Dix jours de moins autour du monde
Jusqu’aux années 2010, personne ou presque ne pensait que les foils pourraient s’imposer sur les monocoques. Et pourtant… Totalement absents de l’édition 2012/2013 du Vendée Globe, ils équipent en 2016 un quart des concurrents au départ. À commencer par les quatre premiers à l’arrivée, dont le vainqueur Armel Le Cléac’h qui en profite pour améliorer de quatre jours le record de l’épreuve. Cette révolution n’aurait jamais été possible sans les prouesses des constructeurs : grâce aux composites modernes, le poids des 60 pieds IMOCA peut descendre en dessous de huit tonnes, ce qui représente cinq tonnes de moins que leurs aînés ! Dotés d’un rapport voilure/poids de plus en plus impressionnant (47 m2 par tonne au près pour Banque Populaire VIII, le bateau d’Armel Le Cléac’h, cosigné par VPLP et Guillaume Verdier) ils ont un potentiel de vitesse comparable à celui des grands multicoques des générations précédentes et sont donc tout aussi légitimes à utiliser de tels appendices. Cette donnée est essentielle car le foil a besoin d’une grande vitesse initiale pour produire de la portance. Il peut rendre encore plus rapide une machine déjà très performante… mais ne présente guère d’intérêt pour un modèle plus lent, a fortiori pour un voilier de croisière qui, compte tenu de ses contraintes de confort et de facilité d’usage, aura toujours un rapport voilure/poids insuffisant (le plus souvent en dessous de 10 m2/tonne) et des volumes plus généreux, moins favorables à la vitesse.
Il faut aussi préciser que l’arrivée des foils dans la flotte IMOCA ne visait pas dans un premier temps à faire déjauger les bateaux mais d’abord à leur procurer un surcroît de stabilité : l’appui sur le foil sous le vent permet de diminuer la gîte – un peu à la façon du flotteur d’un trimaran – sans avoir besoin d’augmenter le lest ou les ballasts.
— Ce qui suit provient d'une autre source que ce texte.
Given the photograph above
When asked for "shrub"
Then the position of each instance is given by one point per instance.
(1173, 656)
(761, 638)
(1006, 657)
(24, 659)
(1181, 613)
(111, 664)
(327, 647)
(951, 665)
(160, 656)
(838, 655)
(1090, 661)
Et bien sûr, en soulageant la coque cet appui permet de réduire la surface mouillée de la coque et donc d’améliorer encore la vitesse…


Des foils en série
Au fil des années suivantes, architectes et coureurs apprendront à maîtriser de mieux en mieux les foils au point de rendre la navigation en IMOCA de plus en plus “aérienne”, ce qui permettra au vainqueur du Vendée Globe 2025 – Charlie Dalin – de boucler son tour du monde en 64 jours, soit dix de moins que le record précédent ! Entretemps les foils ont conquis un autre terrain : celui du monocoque de série avec le lancement en 2017 du Figaro Bénéteau 3. À partir de 2019, ce bateau dessiné par le cabinet VPLP, devient le support de l’incontournable Solitaire du Figaro, rendez-vous annuel des champions comme des espoirs de la course au large. Il sera également adopté – à partir de 2021 – comme support de la Transat Paprec. Les résultats de cette dernière permettent de mesurer le chemin parcouru : avec ses deux foils, ce monocoque de 9,75 m traverse plus vite l’Atlantique que ne le faisaient les grands multicoques des premières Route du Rhum…
Le mouvement a également gagné les 6,50 m de la Mini Transat avec de plus en plus de prototypes équipés de foils depuis le milieu des années 2010. Et à la clé des pointes de vitesse voisines de 30 noeuds, inimaginables pour des 6,50 m conventionnels.